Reputation: 1241
If I have int x[10]
and int *y
, how can I tell the difference between the two?
I have two ideas:
sizeof() is different.
&x has different type ---
int (*p)[10] = &x
works but notint **q = &x
.
Any others?
In some template library code, I need to determine whether a pointer is a "real" pointer or degenerated from an array. I can't look at source code as the library user does not exist until I write the library. ... I can work around this by rewriting the code, so now this is only a theoretical exercise.
Upvotes: 2
Views: 1023
Reputation: 147
I just tried the equivalent in g++ 4.5 C++0x mode for char arrays and it won't let me both define
template <typename T>void moresilly(const T v[],const char *description)
AND
template <typename T>void moresilly(const T *v,const char *description)
it claims both are the same type.
I had a function:
template <typename T>void silly(const T & v,const char *description)
{
cout<<"size of "<<description<<" is "<< sizeof(T)<<endl;
moresilly(v,description);
}
It correctly gets the size of an array if passed and of a pointer if passed, but I can't use moresilly to distinguish between pointer and array, so I can't tell a 4 character array from pointer to n characters.
It might work, sort of, to have templates on T[1],T[2], T[3] etc. but there's already a post saying that different compilers handle that (or some similar case) differently and that gnu prefers a pointer match in C++11.
... added later: After some experiment I found something that works in g++ 4.5
template <typename T,size_t L>void moresilly(const T (&v)[L],const char *description)
{
cout<<description<<" is an array"<<endl;
}
template <typename T>void moresilly(const T *v,const char *description)
{
cout<<description<<" is a pointer"<<endl;
}
template <typename T>void moresilly(const T v,const char *description)
{
cout<<description<<" is a raw value"<<endl;
}
template <typename T>void silly(const T & v,const char *description)
{
cout<<"size of "<<description<<" is "<< sizeof(T)<<endl;
moresilly(v,description);
}
with the following works properly
silly("12345","immediate string of 5 characters plus zero");
silly((const char *)"12345","immediate constant char pointer of 5 characters plus zero");
char testarray[]="abcdef";
silly(testarray,"char array of 6 characters plus zero");
const char testarray2[]="abcdefg";
silly(testarray2,"const char array of 7 characters plus zero");
Note that if the first function is defined with "const T v[L]" instead of "const T (&v)[L]" it doesn't work, never matching anything.

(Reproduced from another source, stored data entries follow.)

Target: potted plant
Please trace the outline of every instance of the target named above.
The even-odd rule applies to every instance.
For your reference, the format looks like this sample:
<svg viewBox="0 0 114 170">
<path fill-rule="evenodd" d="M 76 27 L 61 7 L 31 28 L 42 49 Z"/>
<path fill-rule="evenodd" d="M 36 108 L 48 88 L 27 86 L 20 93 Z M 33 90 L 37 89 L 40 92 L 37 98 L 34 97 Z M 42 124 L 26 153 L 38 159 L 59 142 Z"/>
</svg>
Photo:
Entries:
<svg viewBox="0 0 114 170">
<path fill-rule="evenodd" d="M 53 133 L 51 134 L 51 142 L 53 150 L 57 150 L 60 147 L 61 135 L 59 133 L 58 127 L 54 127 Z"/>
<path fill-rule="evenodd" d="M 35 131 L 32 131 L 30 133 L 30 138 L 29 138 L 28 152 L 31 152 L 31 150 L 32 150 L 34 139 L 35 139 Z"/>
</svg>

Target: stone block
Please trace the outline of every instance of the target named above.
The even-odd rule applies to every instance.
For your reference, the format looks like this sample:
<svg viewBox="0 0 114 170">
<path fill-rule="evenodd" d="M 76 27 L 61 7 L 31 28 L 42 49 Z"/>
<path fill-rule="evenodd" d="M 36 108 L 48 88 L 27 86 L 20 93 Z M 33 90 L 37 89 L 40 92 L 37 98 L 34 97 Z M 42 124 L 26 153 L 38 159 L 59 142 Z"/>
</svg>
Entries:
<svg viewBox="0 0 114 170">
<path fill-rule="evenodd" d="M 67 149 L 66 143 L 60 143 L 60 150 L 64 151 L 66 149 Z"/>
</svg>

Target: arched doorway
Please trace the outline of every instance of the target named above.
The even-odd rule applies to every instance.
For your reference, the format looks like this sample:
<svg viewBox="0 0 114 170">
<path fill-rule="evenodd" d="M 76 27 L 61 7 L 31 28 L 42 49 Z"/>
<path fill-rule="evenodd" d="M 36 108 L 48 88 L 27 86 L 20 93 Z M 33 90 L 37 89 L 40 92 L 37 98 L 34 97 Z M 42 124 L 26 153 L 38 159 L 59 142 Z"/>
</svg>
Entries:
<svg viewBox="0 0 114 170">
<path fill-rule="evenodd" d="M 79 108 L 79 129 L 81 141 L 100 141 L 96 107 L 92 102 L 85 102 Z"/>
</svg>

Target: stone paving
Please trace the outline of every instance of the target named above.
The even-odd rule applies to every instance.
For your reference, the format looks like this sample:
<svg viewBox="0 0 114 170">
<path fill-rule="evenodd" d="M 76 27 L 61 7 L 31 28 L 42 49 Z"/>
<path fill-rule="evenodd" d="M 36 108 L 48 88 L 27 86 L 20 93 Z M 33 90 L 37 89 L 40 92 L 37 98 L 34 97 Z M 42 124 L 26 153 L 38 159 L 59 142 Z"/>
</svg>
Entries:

So I solved your problem but don't expect this to work in other versions of the compiler including future ones. This is why I hate c++. Somehow the definition of the language is so unclear that compilers are full of unstable edge cases.
This is a useful trick though, I may use it.
Upvotes: 0
Reputation: 54594
Assuming that you aren't trying to do this for a type declared at function scope:
struct yes { char pad; };
struct no { yes pad[2]; };
template <typename T, size_t N> yes is_array_test(T (&arr)[N]);
no is_array_test(...);
#define IS_ARRAY(x) (sizeof(is_array_test(x))==sizeof(yes))
Upvotes: 2
Reputation: 1726
They are different types.
How do you tell the difference between an int32 and a uint32, or a uint32 and a char[4]?
The right way to think of it is that the only way that they are similar is that in certain contexts (including array indexing!) an array promotes into a pointer.
Upvotes: 0
Reputation: 12140
int x[10] will be allways allocated on the stack at the place were it is called. x value can never be changed.
int *y simply declare a pointer to a memory , the pointer value can be changed at any time without any restrictions.
int *y can have any arbitrary value. Meaning , it can point to stack-allocated Memoryor heap allocated memory. Technicly it can also point to invalid memory but that won't make any sense.
int x[10] guarntee you are allways pointing to a valid memory and you don't have to worry about memory deallocation.
when using int* y , you have to worry about the memory it is pointing to .
Also keep in mind that the lot your porgram has dynamically allocated memory the more it will be exposed to errors , leaks , performece issues , allocation\deallocation assimetry and many other kinds of problem.
Upvotes: 0
Reputation: 116674
The sizeof
idea is not very good, because if the array happens to have a single element, and the element type happens to be the same size as a pointer, then it will be the same size as the size of a pointer.
The type matching approach looks more promising, and could presumably be used to pick a template specialization (if that's what you're up to).
Upvotes: 2
Reputation:
There is no general method - you either already know the type because you have just declared the object, or the type will have decayed to a pointer and been lost. Please explain what problem you are trying to solve by differentiating between them.